In order to use MANOVA the following assumptions must be met:
- Observations are randomly and independently sampled from the population
- Each dependent variable has an interval measurement
- Dependent variables are multivariate normally distributed within each group of the independent variables (which are categorical)
- The population covariance matrices of each group are equal (this is an extension of homogeneity of variances required for univariate ANOVA)
These assumptions are similar to those for the Hotelling’s T-square test (see Hotelling’s T-square for Two samples). In particular we test for multivariate normality and homogeneity of covariance matrices in a similar fashion.
Multivariate normality: If the samples are sufficiently large (say at least 20 elements for each dependent × independent variable combination), then the Multivariate Central Limit Theorem holds and we can assume the multivariate normality assumption holds. If not, we would need to check that the data (or residuals) for each group is multivariate normally distributed.
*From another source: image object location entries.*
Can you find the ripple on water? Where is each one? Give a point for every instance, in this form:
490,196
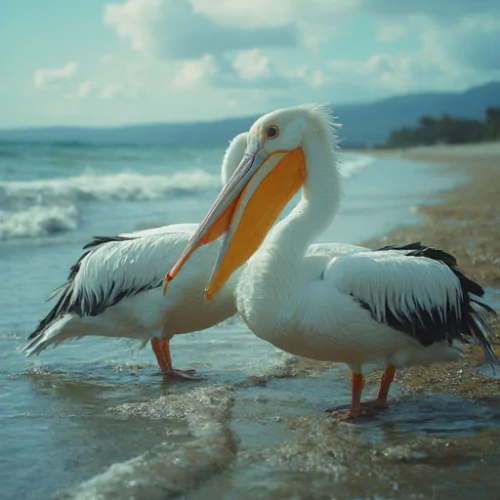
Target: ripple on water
165,470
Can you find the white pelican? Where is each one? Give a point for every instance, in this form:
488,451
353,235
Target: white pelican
114,289
395,306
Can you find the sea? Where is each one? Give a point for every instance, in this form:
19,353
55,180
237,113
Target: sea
93,419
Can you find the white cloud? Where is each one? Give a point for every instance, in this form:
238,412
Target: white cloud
110,90
173,29
252,65
391,32
85,89
55,77
195,73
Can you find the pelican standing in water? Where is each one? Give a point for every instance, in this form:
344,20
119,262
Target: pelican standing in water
396,306
114,289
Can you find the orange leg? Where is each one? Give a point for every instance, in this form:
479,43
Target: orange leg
161,348
355,410
385,384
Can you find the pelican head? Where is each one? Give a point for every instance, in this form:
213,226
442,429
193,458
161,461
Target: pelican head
272,170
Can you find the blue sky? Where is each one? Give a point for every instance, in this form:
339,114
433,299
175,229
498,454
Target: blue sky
96,62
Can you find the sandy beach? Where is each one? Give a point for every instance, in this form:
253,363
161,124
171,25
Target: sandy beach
466,223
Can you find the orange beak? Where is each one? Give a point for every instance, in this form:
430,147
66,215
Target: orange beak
245,210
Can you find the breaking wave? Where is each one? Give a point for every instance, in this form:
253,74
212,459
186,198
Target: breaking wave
350,164
44,207
38,208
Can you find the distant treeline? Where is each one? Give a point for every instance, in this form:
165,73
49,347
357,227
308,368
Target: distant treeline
447,130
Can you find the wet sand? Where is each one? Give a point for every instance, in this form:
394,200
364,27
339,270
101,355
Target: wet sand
465,223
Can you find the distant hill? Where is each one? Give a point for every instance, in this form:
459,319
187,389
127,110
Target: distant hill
364,124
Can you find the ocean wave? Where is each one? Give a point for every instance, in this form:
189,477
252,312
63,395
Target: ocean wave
37,221
351,164
45,207
120,186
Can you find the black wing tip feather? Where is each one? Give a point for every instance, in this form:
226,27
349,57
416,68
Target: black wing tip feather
428,327
64,305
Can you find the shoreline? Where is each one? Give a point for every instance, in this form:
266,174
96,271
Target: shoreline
466,223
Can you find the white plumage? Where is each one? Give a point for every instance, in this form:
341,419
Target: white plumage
395,306
115,288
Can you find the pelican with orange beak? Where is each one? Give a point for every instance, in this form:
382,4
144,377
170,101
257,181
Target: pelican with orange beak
114,290
395,306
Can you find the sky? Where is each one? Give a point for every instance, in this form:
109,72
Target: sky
96,62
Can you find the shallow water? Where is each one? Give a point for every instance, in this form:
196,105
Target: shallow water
93,419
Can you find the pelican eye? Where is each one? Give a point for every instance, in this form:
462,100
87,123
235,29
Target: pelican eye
272,132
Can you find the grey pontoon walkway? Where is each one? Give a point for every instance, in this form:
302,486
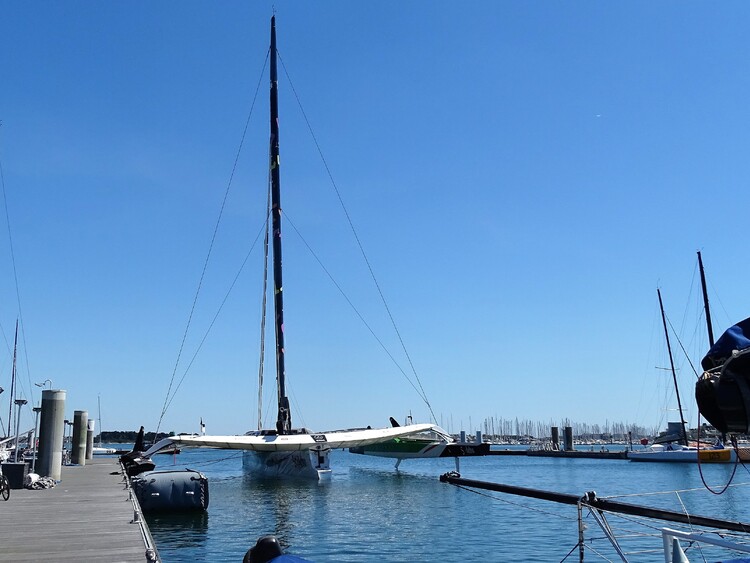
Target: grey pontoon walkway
86,517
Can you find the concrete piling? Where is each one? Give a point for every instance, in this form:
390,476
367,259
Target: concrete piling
80,423
51,432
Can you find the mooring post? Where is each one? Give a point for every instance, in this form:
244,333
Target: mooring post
51,433
90,438
80,423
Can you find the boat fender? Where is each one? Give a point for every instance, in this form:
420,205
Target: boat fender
268,550
589,496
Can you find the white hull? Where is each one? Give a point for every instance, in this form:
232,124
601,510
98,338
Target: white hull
683,454
291,442
302,455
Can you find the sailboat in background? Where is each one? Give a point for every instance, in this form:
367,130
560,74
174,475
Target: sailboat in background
99,449
673,446
285,450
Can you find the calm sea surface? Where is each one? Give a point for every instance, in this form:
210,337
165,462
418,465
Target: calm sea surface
369,512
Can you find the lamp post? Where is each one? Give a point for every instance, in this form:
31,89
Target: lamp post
36,410
19,403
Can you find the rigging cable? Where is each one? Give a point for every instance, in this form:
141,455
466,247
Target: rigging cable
15,279
170,394
354,308
423,395
264,305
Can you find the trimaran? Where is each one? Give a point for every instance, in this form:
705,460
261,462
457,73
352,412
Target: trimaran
666,448
288,451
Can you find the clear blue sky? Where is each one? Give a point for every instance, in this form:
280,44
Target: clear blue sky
522,176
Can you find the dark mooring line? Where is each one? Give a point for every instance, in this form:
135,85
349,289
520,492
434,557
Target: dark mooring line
592,501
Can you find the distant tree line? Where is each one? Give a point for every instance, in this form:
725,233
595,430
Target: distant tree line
513,427
128,437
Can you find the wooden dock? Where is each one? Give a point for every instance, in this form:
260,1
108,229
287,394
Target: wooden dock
88,516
Fortunately, as for the Hotelling’s T-square test, MANOVA is not very sensitive to violations of multivariate normality provided there aren’t any (or at least many) outliers.
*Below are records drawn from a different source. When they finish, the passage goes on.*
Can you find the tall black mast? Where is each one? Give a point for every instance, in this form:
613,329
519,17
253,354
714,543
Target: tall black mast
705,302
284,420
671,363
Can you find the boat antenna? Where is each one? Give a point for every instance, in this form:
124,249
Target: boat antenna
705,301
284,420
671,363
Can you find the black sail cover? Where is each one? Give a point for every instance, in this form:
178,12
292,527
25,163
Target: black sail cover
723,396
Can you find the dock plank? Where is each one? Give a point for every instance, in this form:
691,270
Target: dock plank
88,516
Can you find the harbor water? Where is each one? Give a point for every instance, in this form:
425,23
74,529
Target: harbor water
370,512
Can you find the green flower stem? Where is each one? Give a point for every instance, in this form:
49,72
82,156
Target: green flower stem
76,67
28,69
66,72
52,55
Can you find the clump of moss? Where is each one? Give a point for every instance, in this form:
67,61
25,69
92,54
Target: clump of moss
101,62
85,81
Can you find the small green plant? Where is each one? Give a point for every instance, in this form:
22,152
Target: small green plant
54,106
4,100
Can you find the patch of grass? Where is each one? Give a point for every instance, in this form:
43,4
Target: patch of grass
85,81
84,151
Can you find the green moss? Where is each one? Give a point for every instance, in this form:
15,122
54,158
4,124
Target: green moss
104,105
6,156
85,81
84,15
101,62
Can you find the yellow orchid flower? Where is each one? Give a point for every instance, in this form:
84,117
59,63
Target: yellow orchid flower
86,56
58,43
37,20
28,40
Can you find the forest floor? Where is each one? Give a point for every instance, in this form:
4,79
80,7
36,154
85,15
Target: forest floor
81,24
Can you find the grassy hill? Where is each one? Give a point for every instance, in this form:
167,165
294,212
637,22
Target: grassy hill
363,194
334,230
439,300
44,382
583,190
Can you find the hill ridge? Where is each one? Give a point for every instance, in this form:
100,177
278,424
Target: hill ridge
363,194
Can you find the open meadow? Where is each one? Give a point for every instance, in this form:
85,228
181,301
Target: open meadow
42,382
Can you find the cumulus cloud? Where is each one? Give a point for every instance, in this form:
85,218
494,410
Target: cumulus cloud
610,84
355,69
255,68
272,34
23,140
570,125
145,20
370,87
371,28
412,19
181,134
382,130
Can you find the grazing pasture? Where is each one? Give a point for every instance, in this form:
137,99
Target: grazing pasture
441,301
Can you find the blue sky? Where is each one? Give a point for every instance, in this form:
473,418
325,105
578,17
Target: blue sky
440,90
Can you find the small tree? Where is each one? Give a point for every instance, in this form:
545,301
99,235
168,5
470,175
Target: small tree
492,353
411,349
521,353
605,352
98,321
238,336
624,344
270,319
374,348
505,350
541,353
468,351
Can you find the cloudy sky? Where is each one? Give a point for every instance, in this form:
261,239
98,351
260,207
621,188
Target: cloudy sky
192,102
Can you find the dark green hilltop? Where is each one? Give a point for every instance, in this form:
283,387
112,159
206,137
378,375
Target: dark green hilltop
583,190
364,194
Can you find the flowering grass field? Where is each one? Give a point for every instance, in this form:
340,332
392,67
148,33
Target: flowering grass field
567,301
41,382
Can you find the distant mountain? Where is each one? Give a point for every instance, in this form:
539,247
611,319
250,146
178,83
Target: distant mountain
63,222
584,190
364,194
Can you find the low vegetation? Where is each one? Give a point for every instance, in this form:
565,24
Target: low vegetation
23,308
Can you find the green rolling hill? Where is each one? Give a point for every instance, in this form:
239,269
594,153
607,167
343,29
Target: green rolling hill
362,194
Univariate normality: We start by trying to show that the sample data for each combination of independent and dependent variable is (univariate) normally distributed (or at least symmetric). If there is a problem here, then the multivariate normality assumption may be violated (of course you may find that each variable is normally distributed but the random vectors are not multivariate normally distributed).
For Example 1 of Manova Basic Concepts, for each dependent variable we can use the ExtractCol supplemental function to extract the data for that variable by group and then use the Descriptive Statistics and Normality supplemental data analysis tool contained in the Real Statistics Resource Pack.
E.g. for the Water dependent variable (referring to Figure 1 of Manova Basic Concepts and Figure 3 of Real Statistics Manova Support), highlight the range F5:I13 and enter the array formula =ExtractCol(A3:D35,”water”). Then enter Ctrl-m and select Descriptive Statistics and Normality from the menu. When a dialog box appears, enter F5:I13 in the Input Range and chose the following options: Column headings included with data, Descriptive Statistics, Box Plot and Shapiro-Wilk and then click on OK. The resulting output is shown in Figure 1.
Figure 1 – Tests for Normality for Water
The descriptive statistics don’t show any extreme values for the kurtosis or skewness. We can see that the box plots are reasonably symmetric and there aren’t any prevalent outliers. Finally the Shapiro-Wilk test shows that none of the samples shows a significant departure from normality.
The results are pretty similar for Yield. Also the results for Herbicide show that the sample is normally distributed, but the box plot shows that there may be a potential outlier. The kurtosis value shown in the descriptive statistics for loam is 3.0578, which indicates a potential outlier. We return to this issue shortly.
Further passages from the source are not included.